While Álvarez will never be as good at getting the bat on the ball as Altuve or Bregman, and despite a high strikeout rate driven by pedestrian bat control, Álvarez recognizes breaking pitches well and has a good feel for the strike zone; the rookie has faced 17 3-0 counts in his career, in which he’s drawn 15 walks and hit two home runs for a literally perfect 1.000/1.000/4.000 slash line. When Álvarez does make contact he gets his money’s worth, and he has the third-highest barrel rate among hitters with at least 50 batted ball events, according to Baseball Savant.
That much is fairly obvious from the shape of his home runs. Some are screaming, curling line drives down the right-field line—the kind of tennis shot Rafael Nadal would hit if he were 19 feet tall. Others are high-trajectory, opposite-field moon shots when Álvarez pops the ball up so high the Earth rotates underneath it until it finally comes down on the other side of the fence, or sometimes on the train tracks at Minute Maid Park.
A decade ago, Ortiz used to hit home runs like that, and all signs point to Álvarez maturing into that kind of hitter, even if and when he cools off a little from this magma-hot start. Any comparison to Ortiz in particular will invite questions about Álvarez’s ability to hold up to the increased pressure and competition of the postseason, but we won’t have to wait long to find out.

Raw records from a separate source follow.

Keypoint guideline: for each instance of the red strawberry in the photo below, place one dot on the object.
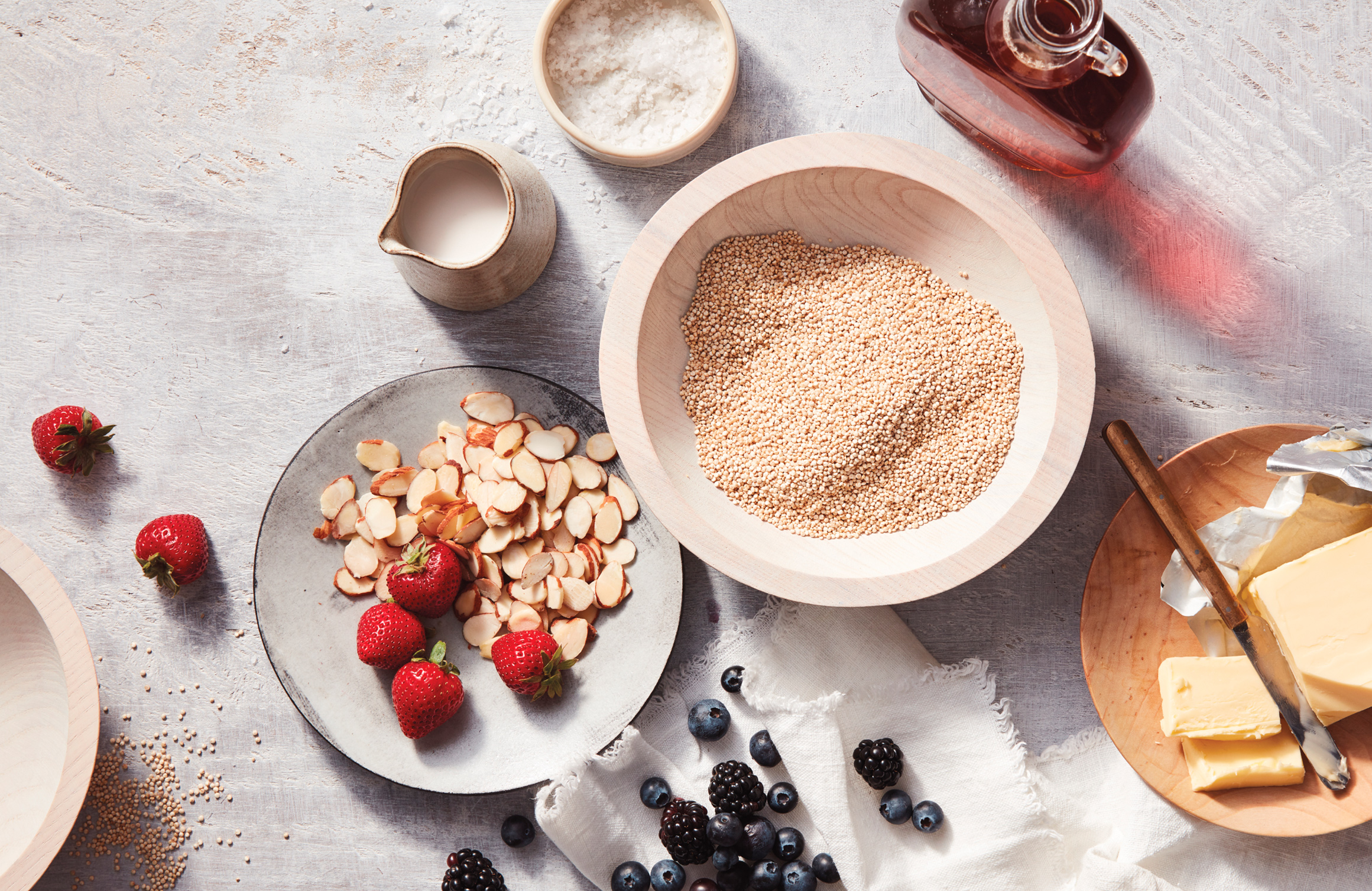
(426, 580)
(426, 692)
(173, 549)
(67, 438)
(387, 636)
(530, 663)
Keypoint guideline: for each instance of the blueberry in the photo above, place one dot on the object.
(783, 798)
(789, 845)
(669, 876)
(725, 830)
(766, 876)
(708, 720)
(759, 838)
(896, 806)
(928, 817)
(825, 870)
(797, 877)
(630, 876)
(736, 877)
(516, 831)
(655, 792)
(763, 751)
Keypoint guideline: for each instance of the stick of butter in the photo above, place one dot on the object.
(1216, 698)
(1320, 608)
(1232, 764)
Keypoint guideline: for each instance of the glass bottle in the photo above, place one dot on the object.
(1049, 84)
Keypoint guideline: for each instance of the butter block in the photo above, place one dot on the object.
(1216, 698)
(1320, 608)
(1235, 764)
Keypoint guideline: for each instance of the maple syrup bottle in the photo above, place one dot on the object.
(1049, 84)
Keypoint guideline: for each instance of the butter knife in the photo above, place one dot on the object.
(1253, 632)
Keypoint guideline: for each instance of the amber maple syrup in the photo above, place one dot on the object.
(1049, 84)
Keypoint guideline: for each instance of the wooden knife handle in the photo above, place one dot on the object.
(1159, 496)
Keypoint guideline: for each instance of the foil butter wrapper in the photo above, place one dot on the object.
(1324, 495)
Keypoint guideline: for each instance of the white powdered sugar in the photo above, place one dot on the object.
(637, 74)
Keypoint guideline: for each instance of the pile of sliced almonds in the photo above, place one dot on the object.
(538, 530)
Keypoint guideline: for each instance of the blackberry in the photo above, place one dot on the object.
(684, 832)
(878, 762)
(472, 872)
(736, 790)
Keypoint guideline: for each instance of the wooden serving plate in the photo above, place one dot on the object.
(1127, 632)
(848, 189)
(50, 715)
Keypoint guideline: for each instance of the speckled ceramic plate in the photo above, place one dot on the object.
(498, 740)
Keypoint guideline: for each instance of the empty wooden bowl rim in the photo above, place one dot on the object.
(423, 161)
(1135, 610)
(37, 582)
(611, 151)
(1066, 320)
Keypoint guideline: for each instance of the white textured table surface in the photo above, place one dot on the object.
(191, 194)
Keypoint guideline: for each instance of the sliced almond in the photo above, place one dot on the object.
(609, 522)
(559, 485)
(335, 496)
(433, 455)
(381, 518)
(407, 527)
(609, 587)
(378, 455)
(576, 594)
(508, 497)
(600, 448)
(424, 484)
(546, 444)
(493, 408)
(496, 539)
(394, 482)
(586, 472)
(570, 437)
(360, 558)
(626, 497)
(349, 584)
(528, 471)
(523, 618)
(578, 517)
(481, 629)
(571, 636)
(554, 592)
(563, 540)
(622, 551)
(481, 434)
(465, 604)
(508, 438)
(346, 521)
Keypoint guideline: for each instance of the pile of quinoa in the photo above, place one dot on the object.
(841, 391)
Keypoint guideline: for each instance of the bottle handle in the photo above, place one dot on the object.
(1106, 58)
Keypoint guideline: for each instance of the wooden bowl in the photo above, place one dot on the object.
(50, 710)
(1127, 632)
(634, 157)
(869, 190)
(520, 253)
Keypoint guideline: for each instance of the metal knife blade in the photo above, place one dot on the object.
(1253, 632)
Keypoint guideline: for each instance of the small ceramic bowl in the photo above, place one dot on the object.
(520, 253)
(634, 157)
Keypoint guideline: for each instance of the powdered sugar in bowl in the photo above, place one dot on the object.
(637, 83)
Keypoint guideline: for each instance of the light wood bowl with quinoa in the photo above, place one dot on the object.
(835, 190)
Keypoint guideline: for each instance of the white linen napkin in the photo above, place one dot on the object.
(821, 680)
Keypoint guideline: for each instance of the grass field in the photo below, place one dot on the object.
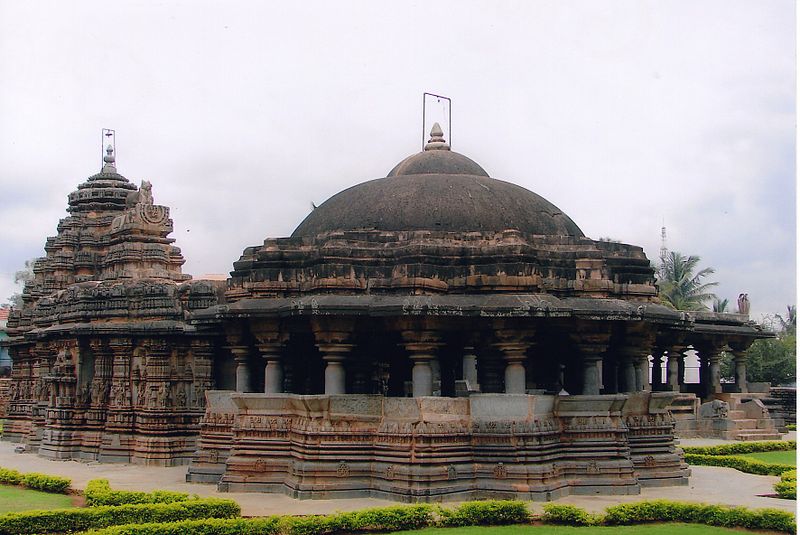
(644, 529)
(19, 499)
(778, 457)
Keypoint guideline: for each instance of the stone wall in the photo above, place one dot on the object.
(434, 449)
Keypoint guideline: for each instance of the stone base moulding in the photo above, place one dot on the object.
(429, 449)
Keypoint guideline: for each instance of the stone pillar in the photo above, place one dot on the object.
(470, 368)
(422, 354)
(592, 344)
(513, 344)
(714, 383)
(335, 378)
(628, 374)
(103, 368)
(273, 370)
(203, 357)
(514, 356)
(240, 354)
(740, 366)
(642, 365)
(674, 355)
(122, 350)
(658, 356)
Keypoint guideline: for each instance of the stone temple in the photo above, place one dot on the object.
(436, 334)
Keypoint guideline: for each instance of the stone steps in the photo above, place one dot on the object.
(747, 436)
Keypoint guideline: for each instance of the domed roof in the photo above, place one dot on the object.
(106, 190)
(438, 190)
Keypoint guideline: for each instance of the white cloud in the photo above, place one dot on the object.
(622, 113)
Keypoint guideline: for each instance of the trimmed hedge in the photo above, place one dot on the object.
(787, 486)
(472, 513)
(570, 515)
(209, 526)
(488, 513)
(712, 515)
(36, 481)
(395, 518)
(743, 447)
(62, 520)
(750, 466)
(98, 492)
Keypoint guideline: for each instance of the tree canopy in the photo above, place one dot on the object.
(681, 285)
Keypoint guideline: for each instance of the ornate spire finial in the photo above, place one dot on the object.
(437, 142)
(109, 158)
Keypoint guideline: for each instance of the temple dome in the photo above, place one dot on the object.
(106, 190)
(438, 190)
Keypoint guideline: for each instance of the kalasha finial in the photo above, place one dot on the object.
(437, 142)
(109, 157)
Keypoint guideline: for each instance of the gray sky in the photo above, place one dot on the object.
(624, 114)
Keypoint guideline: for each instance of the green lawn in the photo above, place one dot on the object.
(643, 529)
(777, 457)
(19, 499)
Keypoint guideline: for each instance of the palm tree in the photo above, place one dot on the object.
(719, 305)
(680, 286)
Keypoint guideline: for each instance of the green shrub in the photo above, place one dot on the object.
(742, 447)
(46, 483)
(10, 477)
(571, 515)
(787, 486)
(209, 526)
(61, 520)
(395, 518)
(486, 513)
(714, 515)
(98, 492)
(750, 466)
(36, 481)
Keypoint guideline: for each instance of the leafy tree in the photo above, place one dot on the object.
(773, 360)
(719, 305)
(681, 285)
(22, 277)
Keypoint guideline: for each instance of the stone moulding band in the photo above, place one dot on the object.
(433, 448)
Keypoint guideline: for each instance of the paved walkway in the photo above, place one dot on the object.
(707, 484)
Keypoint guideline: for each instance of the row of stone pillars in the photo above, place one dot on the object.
(514, 346)
(710, 375)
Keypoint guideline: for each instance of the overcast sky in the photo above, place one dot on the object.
(624, 114)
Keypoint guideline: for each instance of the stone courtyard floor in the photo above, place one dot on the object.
(707, 484)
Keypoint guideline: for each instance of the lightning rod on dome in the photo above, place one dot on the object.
(439, 98)
(108, 140)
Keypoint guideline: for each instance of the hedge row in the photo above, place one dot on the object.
(471, 514)
(668, 511)
(743, 464)
(98, 492)
(743, 447)
(787, 486)
(81, 519)
(34, 480)
(395, 518)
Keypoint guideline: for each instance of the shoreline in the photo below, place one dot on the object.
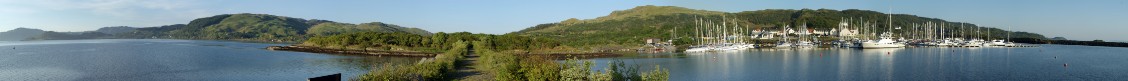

Not only are the Astros eight games up in the AL West and a virtual lock to make the playoffs, Álvarez will have a major say in how long Houston’s postseason lasts. Despite his inexperience, Álvarez hits in the middle of the order when he is in the lineup. He’s started 52 games in his MLB career, 51 of them as either the third, fourth, or fifth hitter in Houston’s formidable lineup. Manager A.J. Hinch clearly already trusts Álvarez to be a key cog in the best offense in baseball by wRC+. In a loaded AL playoff bracket, any extra firepower helps, but Álvarez is more than that. The Astros have always had strength in their depth, but Álvarez gives them a measure of strength on his own. He’s a titanic middle-of-the-order slugger who must be planned for and perhaps pitched around. Houston’s conga line has its biggest drum yet.